NG: How do you measure success of open source projects like GeoQ?

RB: Since it’s new for us, trying to collect the appropriate business analytics is kind of an emerging science for us. One of the ways I've been measuring the success of GeoQ is the number of stars that it’s gotten on GitHub. Stars are the equivalent of "likes." GeoQ has received over 237 as of this morning. Somebody out on GitHub made a heatmap that shows you all over the globe people that have starred your repository. We’re not trending in Kazakhstan yet, but we are in some areas of Asia and Europe.

NG: How do you market this project to first-response teams?

RB: We’re kind of new to this, especially with Github, even though we've been out there for over a year.

We have created these projects for anyone to participate with us in developing, or even for companies to take the code and make it better, and possibly resell it. There's no restriction on the licensing for this.

Another person [on the GeoQ team] has been contacted by an insurance company who sees using GeoQ as a really great way to do an after-damage [report] to show where insurance agents have done adjustments.

NG: Tell us how you're gamifying disaster response on GeoQ.

RB: We set up the gamification server almost a year ago.
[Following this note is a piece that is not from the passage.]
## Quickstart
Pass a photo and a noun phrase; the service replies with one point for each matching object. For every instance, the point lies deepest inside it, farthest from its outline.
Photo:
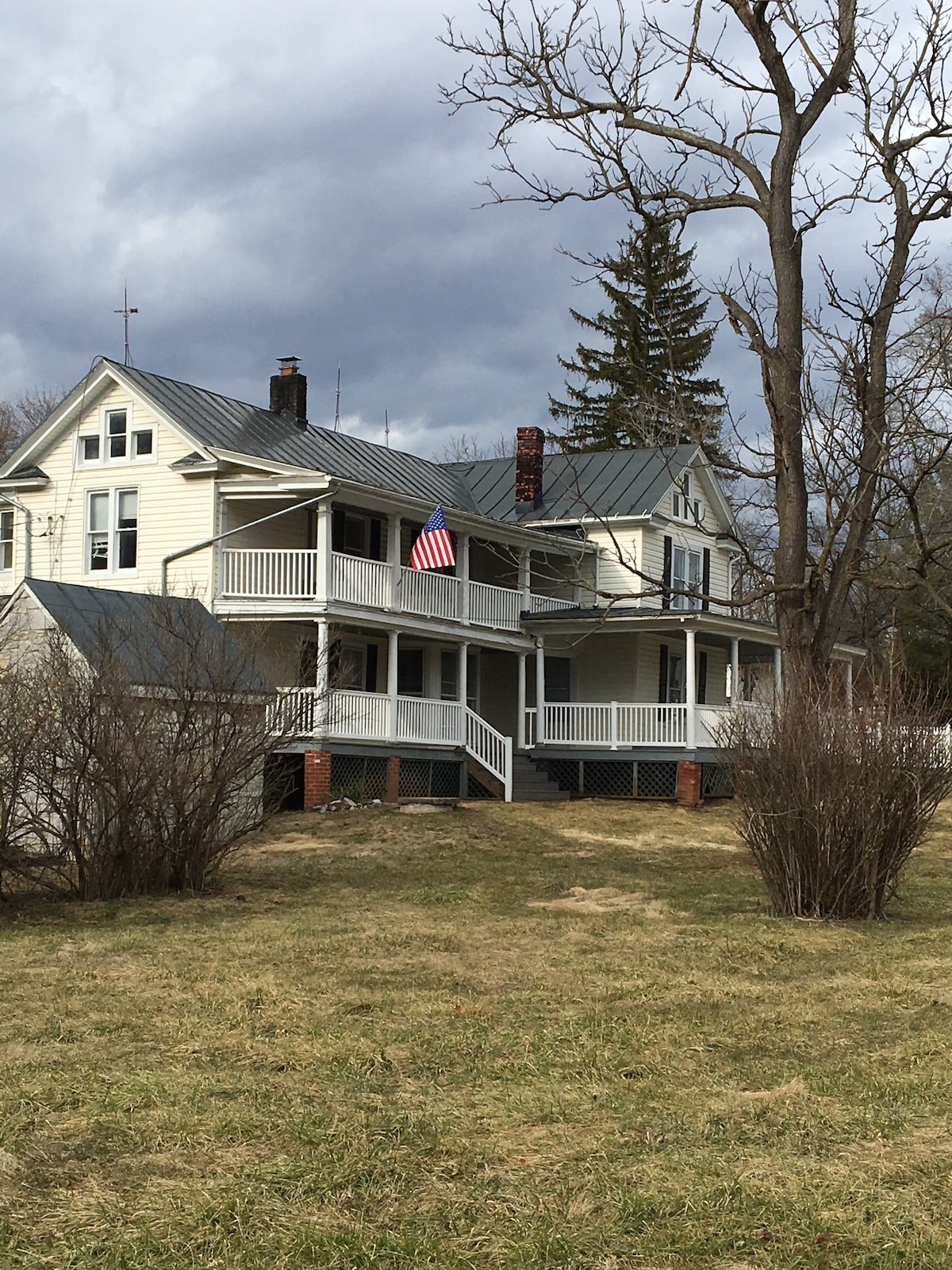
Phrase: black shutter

It gives you badges and it gives you points, following a lot of those other apps like Waze and others. We kind of looked at them and tried to mimic some of the best features.
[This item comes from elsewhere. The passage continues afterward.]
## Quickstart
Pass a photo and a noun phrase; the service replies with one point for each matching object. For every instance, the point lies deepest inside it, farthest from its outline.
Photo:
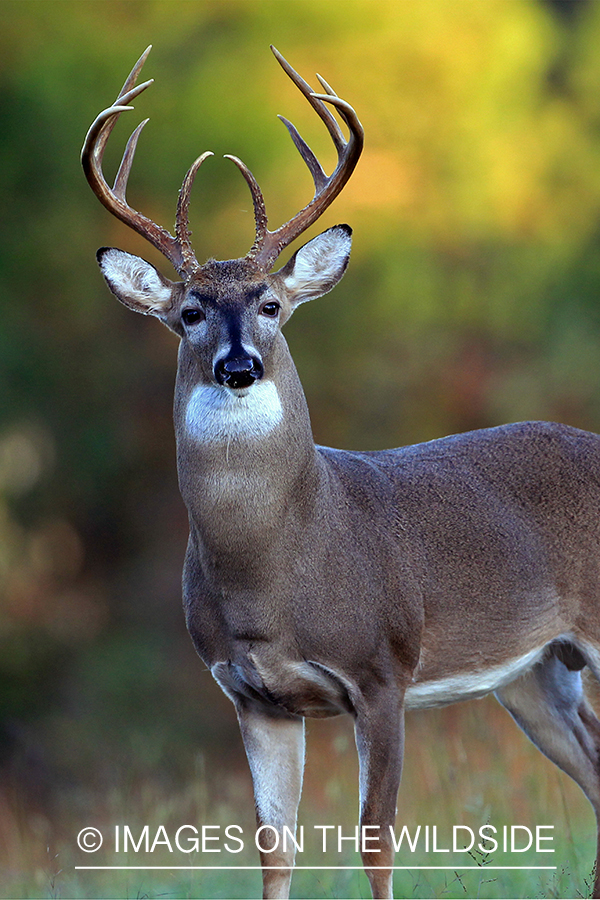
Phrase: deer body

Right now, they are getting points for "Feature Creation." For each damaged house, they would get a point. You can see how this kind of wouldn't be fair if someone got an area that didn't have damage.

We want to use badges help develop our tradecraft. For example, if we have a group of people who do disaster response, we want to make sure everyone gets a "Tornado Badge," everyone gets a "Hurricane Badge," everyone gets an "Earthquake Badge." And then, we we can also measure their level of proficiency within that.
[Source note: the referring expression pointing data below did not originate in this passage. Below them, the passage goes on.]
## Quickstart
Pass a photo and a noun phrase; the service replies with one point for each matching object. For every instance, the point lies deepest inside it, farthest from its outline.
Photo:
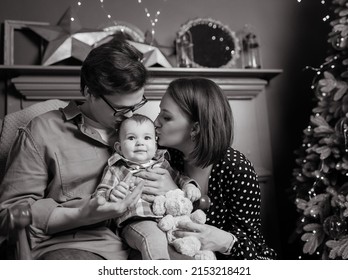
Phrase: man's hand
(157, 181)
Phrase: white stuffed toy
(176, 208)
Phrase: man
(57, 161)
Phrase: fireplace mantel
(62, 82)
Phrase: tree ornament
(339, 42)
(334, 226)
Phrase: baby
(136, 149)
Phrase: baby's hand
(192, 192)
(119, 192)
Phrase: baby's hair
(138, 118)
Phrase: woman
(196, 124)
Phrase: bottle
(184, 49)
(250, 50)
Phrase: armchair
(19, 217)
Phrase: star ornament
(151, 55)
(67, 39)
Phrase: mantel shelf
(36, 82)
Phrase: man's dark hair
(114, 67)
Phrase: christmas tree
(320, 178)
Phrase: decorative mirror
(123, 30)
(213, 44)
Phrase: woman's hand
(211, 237)
(157, 181)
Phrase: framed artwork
(18, 31)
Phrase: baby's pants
(146, 237)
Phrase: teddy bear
(176, 208)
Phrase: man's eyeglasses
(125, 110)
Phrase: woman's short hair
(113, 67)
(203, 101)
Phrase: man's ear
(195, 129)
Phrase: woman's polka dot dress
(235, 204)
In a perfect world, we would want everyone who does disaster response to have all the badges and the maximum amount of points. That's one of our main goals.

We actually tested gamification during a tornado outbreak in Oklahoma a year and a half ago and we witnessed what was I thought pretty awesome. We didn't even tell the folks what the points were for, and people started to compete in a friendly way. They were actually coming to look for more work, because the analyst next to them had completed their work and had 10 points and they completed theirs, and only had eight.

We actually found one gentleman who was helping us test this system -- he was gaming the system. He was creating lots of little damage points, instead of drawing one damage polygon. What he taught us is we have a lot more to learn.

NG: What's GeoQ's ultimate goal?

RB: I'm trying to change the geospatial-intelligence collaboration [process] through GeoQ. All disasters are local, so when a tornado hits a small town in Alabama, local has to contact the state, which has to contact federal. That time takes away from disaster response. Instead of having the federal agencies be in the lead for some of these tools and doing damage assessment, I'm trying to flip that collaboration model on its head.

We’re also seeing that we can overcome certain legal and policy issues if we do change the collaboration model in putting the locals and states in the lead, [including laws about] domestic imagery. . . We as part of the intelligence community are not permitted to spy on U.S. persons, so in order to get imagery and collect it, we must go through the appropriate PUM, or Proper Use Memorandum, and through our lawyers, which takes time to do correctly.

However, the locals and these states don't have that hindrance. So they can start the process . . sometimes quicker than we can.